Yes, this is my third attempt at potty-training my daughter, and I'm hoping the current knicker festival is going to tip us over the edge into success.
We've got all sorts of knickers - blue, green, red, white, yellow and of course pink, pink, pink. Blue-and-pink ones, pinks-and-red ones, white-and-blue ones, pink-and-pink ones. There are dotted ones, spotted ones, striped ones and frilly ones. Knickers with butterflies, with flowers, with little bows, knickers with ice-creams and knickers with dinosaurs (no wait, those are AJ's).
And we are experimenting with getting them on and off, backwards, forwards, on our heads, arms and feet. Sometimes several pairs at once. We wear them with big woolly socks, with Thomas slippers, with blue wellies and sparkly pink wellies. And we are learning to drop them quickly and smoothly before settling on the potty (preferably). And pull them up at the close of business (preferably).
Teddy is wearing them. So is dolly. So is rabbit. And so are Action Man and Spider Man, on whom they look more like streaming Tuareg robes than undies. The toys take tea wearing them. They ride around in the dolly pram wearing them. Sometimes they even find their way to the car and thence to kindergarten (at least they're clean...ish) wearing them. And the favourite book of the assembled company of knicker-sporting cuddlies? Aliens Love Underpants, what else?

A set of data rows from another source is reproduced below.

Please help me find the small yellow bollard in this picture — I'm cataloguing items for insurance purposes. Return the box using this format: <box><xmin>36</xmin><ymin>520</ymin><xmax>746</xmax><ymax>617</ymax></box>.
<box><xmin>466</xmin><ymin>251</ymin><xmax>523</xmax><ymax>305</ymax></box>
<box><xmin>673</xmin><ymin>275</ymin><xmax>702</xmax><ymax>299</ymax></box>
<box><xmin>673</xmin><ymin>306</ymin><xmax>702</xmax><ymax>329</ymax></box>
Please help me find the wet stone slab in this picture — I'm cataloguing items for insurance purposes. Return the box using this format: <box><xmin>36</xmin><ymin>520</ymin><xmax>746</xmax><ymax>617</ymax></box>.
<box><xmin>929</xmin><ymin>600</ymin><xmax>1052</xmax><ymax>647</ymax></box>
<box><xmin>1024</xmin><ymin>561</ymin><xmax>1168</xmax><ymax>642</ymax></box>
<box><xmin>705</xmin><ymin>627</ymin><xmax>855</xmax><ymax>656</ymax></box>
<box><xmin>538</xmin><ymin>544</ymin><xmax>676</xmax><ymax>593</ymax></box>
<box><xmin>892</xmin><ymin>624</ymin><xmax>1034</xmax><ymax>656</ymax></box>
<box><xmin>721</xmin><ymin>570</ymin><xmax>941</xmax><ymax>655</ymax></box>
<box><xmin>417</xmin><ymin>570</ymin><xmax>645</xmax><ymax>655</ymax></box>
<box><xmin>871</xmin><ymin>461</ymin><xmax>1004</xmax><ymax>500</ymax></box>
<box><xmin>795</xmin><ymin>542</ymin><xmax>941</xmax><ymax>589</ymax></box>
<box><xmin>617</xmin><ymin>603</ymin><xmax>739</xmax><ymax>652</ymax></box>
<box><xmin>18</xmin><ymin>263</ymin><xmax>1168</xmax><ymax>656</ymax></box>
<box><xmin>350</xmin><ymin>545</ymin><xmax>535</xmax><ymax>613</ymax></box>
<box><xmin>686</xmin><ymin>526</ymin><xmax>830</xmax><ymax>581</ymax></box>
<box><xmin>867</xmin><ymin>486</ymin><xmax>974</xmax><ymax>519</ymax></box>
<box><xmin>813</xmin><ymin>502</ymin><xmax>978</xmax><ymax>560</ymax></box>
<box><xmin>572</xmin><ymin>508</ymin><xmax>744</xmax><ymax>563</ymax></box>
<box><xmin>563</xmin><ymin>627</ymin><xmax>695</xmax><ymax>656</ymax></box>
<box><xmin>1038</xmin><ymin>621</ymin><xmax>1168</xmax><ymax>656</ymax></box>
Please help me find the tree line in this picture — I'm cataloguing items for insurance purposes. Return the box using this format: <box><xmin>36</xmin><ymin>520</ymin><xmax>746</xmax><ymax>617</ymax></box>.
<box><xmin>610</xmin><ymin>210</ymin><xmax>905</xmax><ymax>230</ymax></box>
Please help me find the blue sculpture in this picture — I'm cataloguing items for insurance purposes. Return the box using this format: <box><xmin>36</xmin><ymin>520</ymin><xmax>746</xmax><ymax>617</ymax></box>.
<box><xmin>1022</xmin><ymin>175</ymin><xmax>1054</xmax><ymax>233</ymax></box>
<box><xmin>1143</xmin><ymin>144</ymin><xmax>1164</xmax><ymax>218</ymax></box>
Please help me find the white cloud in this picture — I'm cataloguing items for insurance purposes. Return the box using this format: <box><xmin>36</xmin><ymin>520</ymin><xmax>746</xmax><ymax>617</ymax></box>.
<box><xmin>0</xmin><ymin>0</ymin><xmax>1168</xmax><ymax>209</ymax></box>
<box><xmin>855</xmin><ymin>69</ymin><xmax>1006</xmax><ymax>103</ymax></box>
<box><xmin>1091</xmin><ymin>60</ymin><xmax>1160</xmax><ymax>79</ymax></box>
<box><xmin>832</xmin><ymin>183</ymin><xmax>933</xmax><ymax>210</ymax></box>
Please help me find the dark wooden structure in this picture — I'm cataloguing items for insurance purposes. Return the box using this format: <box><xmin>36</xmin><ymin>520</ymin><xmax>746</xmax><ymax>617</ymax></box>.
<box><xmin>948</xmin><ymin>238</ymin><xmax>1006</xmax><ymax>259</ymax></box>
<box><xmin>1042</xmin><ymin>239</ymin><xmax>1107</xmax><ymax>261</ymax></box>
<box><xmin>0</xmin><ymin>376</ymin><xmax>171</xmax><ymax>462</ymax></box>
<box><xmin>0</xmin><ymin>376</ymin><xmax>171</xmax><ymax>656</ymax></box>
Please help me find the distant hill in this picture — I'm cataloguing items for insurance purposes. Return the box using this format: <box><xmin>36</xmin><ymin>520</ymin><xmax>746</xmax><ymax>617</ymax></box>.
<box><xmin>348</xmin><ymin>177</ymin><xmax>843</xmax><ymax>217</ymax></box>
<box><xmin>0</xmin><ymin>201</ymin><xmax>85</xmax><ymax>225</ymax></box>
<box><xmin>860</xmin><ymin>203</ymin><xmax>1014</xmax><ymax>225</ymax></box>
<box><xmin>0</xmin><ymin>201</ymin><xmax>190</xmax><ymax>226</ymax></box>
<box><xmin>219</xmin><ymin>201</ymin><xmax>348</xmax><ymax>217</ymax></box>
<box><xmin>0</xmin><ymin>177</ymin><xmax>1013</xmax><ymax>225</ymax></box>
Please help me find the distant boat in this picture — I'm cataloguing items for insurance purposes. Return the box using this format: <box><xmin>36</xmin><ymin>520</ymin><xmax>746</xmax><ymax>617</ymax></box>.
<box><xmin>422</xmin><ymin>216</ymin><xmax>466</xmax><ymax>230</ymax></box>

B delighted her audience of one yesterday with an impromptu ditty as follows :
"Knickers dirty on the floor,
Knickers dirty on the ... (looks around) ... wall
Knickers dirty ... (a long pause for inspiration) ... up the CHIMNEY!"
(And an armload of colourful cotton is flung into the air with all of a little girl's might in the general direction of the fireplace.)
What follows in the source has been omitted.